Outre ses fonctions de trésorier, Jack Childs est en contact permanent avec le KGB, auquel il remet régulièrement des rapports rédigés par des responsables du parti communiste ou des documents confidentiels. Le FBI ne résiste pas à la tentation de se servir de lui pour faire de la désinformation, arme dont le Bureau use avec parcimonie afin de ne pas compromettre la mission des deux frères. De leurs côtés, les Services de renseignement soviétiques ont remis à Jack ses gadgets dernier cri: un appareil photo miniature et un dispositif de production de microfilms. L’agent double a aussi reçu un magnétophone portable doté d’un émetteur radio dont il se sert pour transmettre à très grande vitesse des messages préenregistrés à un agent du KGB équipé d’un récepteur. Le transfert se déroule dans un lieu public, généralement un grand magasin. Mais Jack est une grande gueule, qui prend souvent les agents soviétiques de haut. Et il va lui arriver de commettre des bévues. Au début du mois d’avril 1967, le KGB l’«invite» à Moscou pour dresser un bilan des opérations. Son agent traitant est suspicieux, il lui demande s’il n’est pas étonné de la manière dont les choses se déroulent. Jusqu’à présent, il n’y a pas eu la moindre anicroche, le moindre raté, le moindre malentendu, comme c’est souvent le cas lorsque les rendez-vous sont aléatoires et le système de communication hypersécurisé. Si tout se passe parfaitement, c’est que le Bureau s’occupe de l’intendance! Pour soulager les frères Childs, qui ne sont plus tout jeunes ni en très bonne santé, des agents du FBI écoutent les fréquences radio employées par le KGB pour fixer les rendez-vous. A New York, d’autres agents fabriquent les microfilms et se chargent de taper à la machine l’index des documents figurant en tête de chaque microfilm.

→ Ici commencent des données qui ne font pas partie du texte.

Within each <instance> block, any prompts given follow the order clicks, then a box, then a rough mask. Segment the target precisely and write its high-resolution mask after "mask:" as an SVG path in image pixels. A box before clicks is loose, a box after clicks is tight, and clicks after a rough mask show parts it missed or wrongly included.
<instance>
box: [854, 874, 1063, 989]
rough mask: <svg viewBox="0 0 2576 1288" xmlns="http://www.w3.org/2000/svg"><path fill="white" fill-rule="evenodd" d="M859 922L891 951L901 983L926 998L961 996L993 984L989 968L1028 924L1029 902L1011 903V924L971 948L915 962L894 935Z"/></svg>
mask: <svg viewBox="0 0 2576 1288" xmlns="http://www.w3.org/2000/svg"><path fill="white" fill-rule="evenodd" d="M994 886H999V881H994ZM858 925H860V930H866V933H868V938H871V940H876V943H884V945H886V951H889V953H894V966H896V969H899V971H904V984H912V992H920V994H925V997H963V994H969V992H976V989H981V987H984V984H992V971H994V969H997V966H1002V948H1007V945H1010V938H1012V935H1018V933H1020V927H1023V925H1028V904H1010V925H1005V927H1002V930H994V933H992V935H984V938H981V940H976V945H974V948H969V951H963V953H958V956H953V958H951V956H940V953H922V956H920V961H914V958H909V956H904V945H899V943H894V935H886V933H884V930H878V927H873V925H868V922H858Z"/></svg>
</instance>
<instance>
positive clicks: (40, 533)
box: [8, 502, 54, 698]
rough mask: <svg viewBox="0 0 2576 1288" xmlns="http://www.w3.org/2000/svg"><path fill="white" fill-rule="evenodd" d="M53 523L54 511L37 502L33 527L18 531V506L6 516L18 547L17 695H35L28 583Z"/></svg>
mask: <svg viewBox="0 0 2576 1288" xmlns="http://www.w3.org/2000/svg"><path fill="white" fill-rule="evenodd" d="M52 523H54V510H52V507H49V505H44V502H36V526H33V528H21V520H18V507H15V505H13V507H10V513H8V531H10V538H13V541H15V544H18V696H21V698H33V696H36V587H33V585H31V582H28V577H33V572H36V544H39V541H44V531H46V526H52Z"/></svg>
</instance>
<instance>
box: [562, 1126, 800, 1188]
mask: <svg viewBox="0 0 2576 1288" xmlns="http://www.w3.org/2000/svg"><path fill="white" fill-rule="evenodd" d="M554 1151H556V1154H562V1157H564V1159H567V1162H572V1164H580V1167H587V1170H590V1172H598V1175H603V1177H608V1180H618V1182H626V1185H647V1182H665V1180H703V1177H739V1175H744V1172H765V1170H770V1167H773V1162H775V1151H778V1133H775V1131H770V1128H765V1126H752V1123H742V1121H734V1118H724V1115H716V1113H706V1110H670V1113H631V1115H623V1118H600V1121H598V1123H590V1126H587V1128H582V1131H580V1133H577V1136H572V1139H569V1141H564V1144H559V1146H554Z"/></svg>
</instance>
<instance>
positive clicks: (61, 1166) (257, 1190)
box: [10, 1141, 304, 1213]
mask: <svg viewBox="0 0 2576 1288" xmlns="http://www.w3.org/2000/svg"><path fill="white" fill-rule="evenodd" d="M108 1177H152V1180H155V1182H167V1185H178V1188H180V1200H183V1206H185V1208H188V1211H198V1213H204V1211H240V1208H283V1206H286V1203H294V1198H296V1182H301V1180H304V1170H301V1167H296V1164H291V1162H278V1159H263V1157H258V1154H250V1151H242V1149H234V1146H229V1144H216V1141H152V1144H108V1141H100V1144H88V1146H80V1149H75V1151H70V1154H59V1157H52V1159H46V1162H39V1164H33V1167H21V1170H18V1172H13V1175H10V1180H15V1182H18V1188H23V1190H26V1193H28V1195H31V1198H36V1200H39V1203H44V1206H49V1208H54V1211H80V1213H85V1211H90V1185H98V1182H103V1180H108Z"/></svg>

– Comment rédigez-vous l’index? demande l’agent du KGB à Jack Childs.
– Je le tape à la machine.
– Celui-ci, vous ne l’avez pas tapé à la machine, réplique le fonctionnaire en produisant le cliché d’un document manuscrit.

Il s’agit d’un index rédigé à la main par un agent du FBI qui a par erreur microfilmé sa propre note manuscrite. «Ce n’est pas votre écriture. Qui a rédigé cette note, camarade?» insiste l'espion. Jack Childs le prend de haut et explique que, s’étant foulé le poignet, il a demandé à sa femme, Roselyn, de rédiger la liste. Le KGB sait que l’épouse de Jack est au courant de ses activités et qu’elle lui donne parfois un coup de main. Il suffirait que l’agent se procure un exemplaire de son écriture pour que tout s’effondre. Pour l'impressionner, Jack Childs l’invite à la réception organisée au Kremlin le soir même pour son soixantième anniversaire. Il lui présente tout ce que Moscou compte de puissants. Les dirigeants du Politburo lèvent leurs verres à la santé de leur ami américain. L’employé du KGB aussi, mais Jack pourrait jurer que son sourire en coin veut dire: «Pour l’heure, tu t’en es sorti, mais moi, je sais!» Peu après, l’agent est muté. Ce n’est pas la première fois qu’une maladresse du Bureau met en péril la vie des deux frères Childs. Le 14 mai 1963, un éditorialiste de l’American Journal affirme que le FBI connaît le détail des financements soviétiques au PCUSA. L’éditorialiste n’en dit pas plus long et l’information passe totalement inaperçue à Washington. Pas à Moscou. Quelques mois plus tard, alors que Jack s’y trouve, un officier du KGB lui annonce que les versements au PCUSA sont suspendus en attendant les résultats d’une enquête. Entre temps, le FBI a trouvé l’origine de la fuite: elle provient d’un des assistants de J. Edgar Hoover. L’homme n’est pas au courant de l’opération Solo, mais a vu des documents concernant les financements communistes traîner sur le bureau du directeur. Il a communiqué l’information à l’éditorialiste pour le remercier de lui avoir rendu quelque service. Afin de réparer les dégâts, le Bureau lance une campagne de désinformation. L’assistant fait profil bas et se débrouille pour que son information ne soit reprise par personne. Puis, il laisse entendre qu’il s’est agi d’un canular. Le correctif marche. En juin 1964, le KGB envoie à Jack Childs un message codé lui annonçant la livraison prochaine de «300 paires de chaussures», ce qui signifie 300’000 dollars. Les affaires de Solo reprennent…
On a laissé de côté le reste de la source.